M : Notre liberté. On ne s'est jamais interdit quoi que ce soit.
TROT : La pédale Fuzz ! Et une bonne humeur permanente. C'est très important dans le bon fonctionnement de «l'orchestre» comme disent les Blues Brothers.
Quels sont les lieux communs sur votre groupe qui vous agacent le plus ?
M : Le décorum 50's' – drive-in, milk-shake – franchement réducteur, mais c'est un biais comme un autre pour jeter une oreille à ce qu'on fait.
TROT : «C'est bien ce que vous faites, j'adore Louis Bertignac !»
Le vers clé pour comprendre votre album ?
M : «Où devrai-je aller pour trouver la foi»
TROT : «Cette fille n'est pas pour moi, je suis trop maladroit»
Vos héros du passé dans le rock ?
M : Iggy pop, héroïque de nature, Elvis, Alan Vega, Frank Black, Buddy Holly, Kraftwerk, Bo Diddley. Les Rolling Stones ! Parce qu'avec le filet de voix du chanteur, un guitariste à la ramasse, un batteur distrait et un bassiste à tête de poireau, ils ont réussi à faire quelque chose d'incroyable !
TROT : Neil Young, les Small Faces, Gram Parsons, Keith Richards, Gene Clark, leur musique, leurs albums, leurs gueules.
Le groupe que vous aimeriez être ?
M : Soyons dingues, les Beatles ou les Stones ! Les Stooges ! Ou David Bowie. Le mec a tout fait, des disques pop, des disques expérimentaux. Il en a vendu des tonnes, et il en a produit pour d'autres artistes qui ont cartonnés. Et en plus de ça il est (était ?) beau. What else ?
TROT : Wilco.
Celui auquel vous seriez malheureux d'être comparé ?
M : Les Forbans.
TROT : Noir Désir.
Le grand classique musical qui vous tombe des mains ?
M : Sergent Pepper's des Beatles, malgré quelque perles, et In The Court Of Crimson King de King Crimson. Jamais compris pourquoi ce disque est devenu culte.
TROT : Born to run de Springsteen. Springsteen en général. J'aime bien le mec, mais je ne comprends pas son succès.
Le fait musical que vous admirez le plus ?
M : La révélation d'Elvis chez Sun Records, je me lasse pas d'entendre cette histoire.
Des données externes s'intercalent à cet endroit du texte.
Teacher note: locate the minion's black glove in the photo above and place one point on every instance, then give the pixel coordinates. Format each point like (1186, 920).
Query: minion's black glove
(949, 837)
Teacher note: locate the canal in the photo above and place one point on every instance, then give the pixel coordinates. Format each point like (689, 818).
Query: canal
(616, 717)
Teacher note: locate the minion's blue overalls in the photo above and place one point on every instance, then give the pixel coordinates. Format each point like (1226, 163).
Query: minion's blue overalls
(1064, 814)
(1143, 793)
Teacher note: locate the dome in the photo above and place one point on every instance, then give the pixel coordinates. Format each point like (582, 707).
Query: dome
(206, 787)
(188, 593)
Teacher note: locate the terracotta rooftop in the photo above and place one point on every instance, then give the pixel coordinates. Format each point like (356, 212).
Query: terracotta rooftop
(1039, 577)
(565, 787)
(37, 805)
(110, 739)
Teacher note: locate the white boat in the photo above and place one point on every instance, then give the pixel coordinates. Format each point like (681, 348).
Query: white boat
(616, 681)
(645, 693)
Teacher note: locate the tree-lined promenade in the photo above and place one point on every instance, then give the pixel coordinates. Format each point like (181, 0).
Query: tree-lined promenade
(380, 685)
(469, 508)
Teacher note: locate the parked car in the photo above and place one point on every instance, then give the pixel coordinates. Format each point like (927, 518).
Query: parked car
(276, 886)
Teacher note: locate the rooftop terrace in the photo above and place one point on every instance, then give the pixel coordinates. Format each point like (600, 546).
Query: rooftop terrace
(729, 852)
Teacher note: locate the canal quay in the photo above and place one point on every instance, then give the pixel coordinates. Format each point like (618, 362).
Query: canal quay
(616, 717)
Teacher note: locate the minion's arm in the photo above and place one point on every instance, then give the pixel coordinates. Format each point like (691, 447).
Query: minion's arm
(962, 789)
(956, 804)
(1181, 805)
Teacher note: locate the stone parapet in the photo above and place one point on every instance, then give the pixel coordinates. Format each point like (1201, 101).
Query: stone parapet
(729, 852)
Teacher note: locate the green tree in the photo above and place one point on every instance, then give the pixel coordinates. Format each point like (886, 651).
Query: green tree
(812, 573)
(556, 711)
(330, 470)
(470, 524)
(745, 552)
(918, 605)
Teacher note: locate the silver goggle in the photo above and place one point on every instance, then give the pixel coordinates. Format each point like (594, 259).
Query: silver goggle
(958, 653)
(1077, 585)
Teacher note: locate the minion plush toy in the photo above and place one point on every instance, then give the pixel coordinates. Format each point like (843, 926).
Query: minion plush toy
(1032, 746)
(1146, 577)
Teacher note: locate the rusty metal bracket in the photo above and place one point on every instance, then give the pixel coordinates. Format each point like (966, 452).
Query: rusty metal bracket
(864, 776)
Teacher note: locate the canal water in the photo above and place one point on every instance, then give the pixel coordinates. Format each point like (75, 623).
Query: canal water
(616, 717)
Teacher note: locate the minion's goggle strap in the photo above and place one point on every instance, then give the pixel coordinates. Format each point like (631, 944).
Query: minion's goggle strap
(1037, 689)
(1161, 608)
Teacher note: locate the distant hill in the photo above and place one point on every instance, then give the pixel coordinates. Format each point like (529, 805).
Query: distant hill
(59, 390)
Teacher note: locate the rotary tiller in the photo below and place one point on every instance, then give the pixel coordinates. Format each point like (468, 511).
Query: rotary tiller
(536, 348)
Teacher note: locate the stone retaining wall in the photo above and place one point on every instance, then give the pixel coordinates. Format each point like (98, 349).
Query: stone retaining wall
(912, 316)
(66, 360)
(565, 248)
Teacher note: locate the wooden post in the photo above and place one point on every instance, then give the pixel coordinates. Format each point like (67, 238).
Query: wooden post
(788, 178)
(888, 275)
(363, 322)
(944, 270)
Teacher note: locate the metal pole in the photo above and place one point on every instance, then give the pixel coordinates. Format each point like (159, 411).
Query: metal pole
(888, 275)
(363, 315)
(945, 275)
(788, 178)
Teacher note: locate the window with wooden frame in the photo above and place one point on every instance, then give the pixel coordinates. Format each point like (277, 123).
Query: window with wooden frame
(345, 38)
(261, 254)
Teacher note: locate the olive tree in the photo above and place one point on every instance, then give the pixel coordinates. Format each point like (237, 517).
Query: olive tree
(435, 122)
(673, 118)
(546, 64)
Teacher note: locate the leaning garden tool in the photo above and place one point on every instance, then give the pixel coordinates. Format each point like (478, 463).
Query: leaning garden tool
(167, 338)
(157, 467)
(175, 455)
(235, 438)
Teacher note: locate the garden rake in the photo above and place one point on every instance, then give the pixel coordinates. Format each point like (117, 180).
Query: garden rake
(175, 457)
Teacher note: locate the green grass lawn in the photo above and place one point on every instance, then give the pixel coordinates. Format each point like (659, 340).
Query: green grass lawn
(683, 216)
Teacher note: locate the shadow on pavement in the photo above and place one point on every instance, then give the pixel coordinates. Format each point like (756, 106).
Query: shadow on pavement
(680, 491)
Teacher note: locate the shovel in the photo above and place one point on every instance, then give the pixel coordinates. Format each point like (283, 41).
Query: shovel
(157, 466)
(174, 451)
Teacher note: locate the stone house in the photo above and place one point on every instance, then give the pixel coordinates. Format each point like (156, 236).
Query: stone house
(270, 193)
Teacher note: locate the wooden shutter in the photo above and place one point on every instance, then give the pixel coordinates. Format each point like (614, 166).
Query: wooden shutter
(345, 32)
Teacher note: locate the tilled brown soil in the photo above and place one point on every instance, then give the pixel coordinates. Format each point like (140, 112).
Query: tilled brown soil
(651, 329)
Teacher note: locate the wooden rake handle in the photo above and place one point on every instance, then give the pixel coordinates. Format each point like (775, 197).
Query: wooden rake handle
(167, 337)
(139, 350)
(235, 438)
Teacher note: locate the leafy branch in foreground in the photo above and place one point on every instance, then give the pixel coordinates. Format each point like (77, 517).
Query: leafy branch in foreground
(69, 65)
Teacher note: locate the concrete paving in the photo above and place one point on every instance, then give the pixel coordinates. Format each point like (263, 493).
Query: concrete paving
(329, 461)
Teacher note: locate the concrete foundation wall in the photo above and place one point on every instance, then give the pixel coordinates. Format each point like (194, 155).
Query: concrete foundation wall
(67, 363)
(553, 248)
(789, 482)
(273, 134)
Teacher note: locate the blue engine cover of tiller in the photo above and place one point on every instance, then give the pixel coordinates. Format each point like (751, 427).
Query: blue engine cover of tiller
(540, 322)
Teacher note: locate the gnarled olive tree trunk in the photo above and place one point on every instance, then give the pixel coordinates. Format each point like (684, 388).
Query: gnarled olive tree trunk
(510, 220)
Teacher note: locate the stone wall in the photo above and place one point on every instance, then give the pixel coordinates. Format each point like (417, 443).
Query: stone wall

TROT : La résistance musicale dans des pays comme l'Iran ou l'on interdit toutes formes de cultures alternatives.
Votre plus gros raté ?
M : Beaucoup de concerts à nos débuts, pour cause d'excès de timidité et d'alcool...
TROT : Un craquage de pantalon en montant sur la batterie pendant un concert consécutif à un bon repas.
Le pays, l'époque où vous désireriez vivre ?
M : Pour le pays, l'Argentine. Pour l'époque, disons les années 4000. Le futur est plus attirant que le passé.
TROT : 1970, Los Angeles, musicien de studio pour les Doors, «Hi Jim ! L.A. Woman today ?». Mais je suis sorti du rêve adolescent du rock. Je ne me pose plus trop la question du bon endroit au bon moment.
L'endroit où vous rêveriez de jouer et/ou d'enregistrer ?
M : Le Grand Ole Opry à Nashville.
TROT : Avec Dan Auerbach (Black Keys) dans son studio. Il a enregistré des tonnes de groupes (folk, pop, garage, blues) et ses productions sont savoureuses.
Que répondez-vous à la phrase de John Lennon : «Le rock français c'est comme le vin anglais» ?
M : C'est un peu vrai, un peu faux... Mais je crois que certains trucs qu'on fait valent largement certains groupes anglo-saxons...
TROT : Ils font des très bons vins anglais aujourd'hui, il y en a peu et ils ne sont pas donnés mais ça existe. On va dire que la mondialisation a fait du bien. À quand le bon vin chinois ?
Comment aimeriez-vous que votre groupe meure ?
M : Un qui meure, un en taule et le dernier qui fait une carrière solo ratée.
TROT : En finale de coupe du monde contre les Rolling Stones.
À quoi faut-il s'attendre en concert ?
M : De la sueur, de la joie, des larmes, du fun, de l'orgue, des guitares, des boîtes à rythmes, des bonnes chansons.
TROT : À mettre La Bourgeoise en mode «gitane».